| Re: MS symptoms and pregnancy! HELP
I don't have an MS diagnosis, I am having many health issues that might lead to it though. I don't really have the answers that you are looking for, but as a Mom, I will share something with you. I had my son when I was 29 years old. As you can tell from my signature, he has Autism. There have been times that I thought "If I knew then what I know now, would I do it again?" The answer is, I doubt it. Not because he has Autism, I love him with all my heart, I doubt that I would do it again due to my own health problems. A lot of days it takes every thing I have in me just to get up and care for myself, let alone a special needs child. It's nobody's fault that he has Autism, or that my health is so crappy, but as a Mom......I wish that I felt better so that I could do things with him that other parents can do with their kids.

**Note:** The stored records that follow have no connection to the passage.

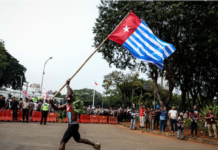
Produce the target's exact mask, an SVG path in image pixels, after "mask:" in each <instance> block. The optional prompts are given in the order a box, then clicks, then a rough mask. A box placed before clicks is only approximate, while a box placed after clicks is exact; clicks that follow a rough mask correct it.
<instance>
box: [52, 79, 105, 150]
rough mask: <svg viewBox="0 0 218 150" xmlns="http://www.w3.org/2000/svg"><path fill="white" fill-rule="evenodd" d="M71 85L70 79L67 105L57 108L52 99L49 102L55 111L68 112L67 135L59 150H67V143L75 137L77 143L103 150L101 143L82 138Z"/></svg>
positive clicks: (67, 94)
mask: <svg viewBox="0 0 218 150" xmlns="http://www.w3.org/2000/svg"><path fill="white" fill-rule="evenodd" d="M69 84H70V79H69V80H67V81H66V85H67V103H65V104H64V105H62V106H59V107H57V106H55V105H54V104H53V100H52V99H50V100H49V103H50V104H51V106H52V107H53V108H54V109H55V110H64V109H66V112H67V117H68V129H67V131H66V132H65V134H64V136H63V139H62V140H61V143H60V147H59V150H64V149H65V145H66V143H67V142H68V141H69V139H70V138H71V137H73V138H74V140H75V141H76V142H77V143H84V144H88V145H91V146H93V147H94V148H95V149H97V150H100V148H101V144H100V143H92V142H90V141H89V140H87V139H81V138H80V134H79V123H78V122H77V113H76V111H75V110H74V109H73V101H74V98H73V93H72V89H71V88H70V86H69Z"/></svg>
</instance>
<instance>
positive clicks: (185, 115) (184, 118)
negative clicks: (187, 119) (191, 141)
mask: <svg viewBox="0 0 218 150" xmlns="http://www.w3.org/2000/svg"><path fill="white" fill-rule="evenodd" d="M186 118H188V111H186V112H185V113H184V115H183V119H186Z"/></svg>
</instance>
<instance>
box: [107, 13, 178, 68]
mask: <svg viewBox="0 0 218 150" xmlns="http://www.w3.org/2000/svg"><path fill="white" fill-rule="evenodd" d="M108 38H109V39H110V40H112V41H115V42H117V43H118V44H120V45H122V46H123V47H124V48H125V49H127V50H128V51H129V52H130V53H131V54H132V55H133V56H134V57H136V58H137V59H139V60H141V61H144V62H148V63H153V64H155V65H157V66H158V67H159V68H161V69H163V65H164V63H163V60H164V59H165V58H167V57H168V56H170V55H171V54H172V53H173V52H174V51H175V48H174V46H173V45H172V44H170V43H166V42H164V41H162V40H161V39H159V38H158V37H157V36H156V35H154V33H153V32H152V31H151V29H150V28H149V27H148V25H147V24H146V23H145V22H144V21H143V20H141V19H140V18H138V17H137V16H136V15H135V14H134V13H132V12H130V14H129V15H128V16H127V17H126V19H125V20H124V21H123V22H122V23H121V24H120V25H119V26H118V27H117V28H116V30H115V31H114V32H112V33H111V34H110V35H109V36H108Z"/></svg>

The physical things that kids love, riding bikes, skating, wrestling, just goofing off and having fun. When you are in pain all the time, it is hard to be a good Mom, a good wife, half the time I fell so crappy that I don't even like me! I know you didn't ask about all that, but I too was desperate to have a baby, I went through hell just to have him, but hind sight being twenty - twenty, I can't honestly say that things would be the same. I am 38 years old now, my son is 8, I wish things were different, I wish that I could be a better Mom......one that has the energy and a healthy body to cherish every second of his life, like he deserves. I am not telling you to give up your dream, I would never do that, I just wanted you to know that sometimes, just maybe, our dreams may need to be redirected a little. I hope you understand what I mean, I don't mean to discourage you in any way or to hurt you...just sharing a little of my pain, I wish you all the best.
Kris
__________________
Autism is the silent epidemic. Don't stare, be aware.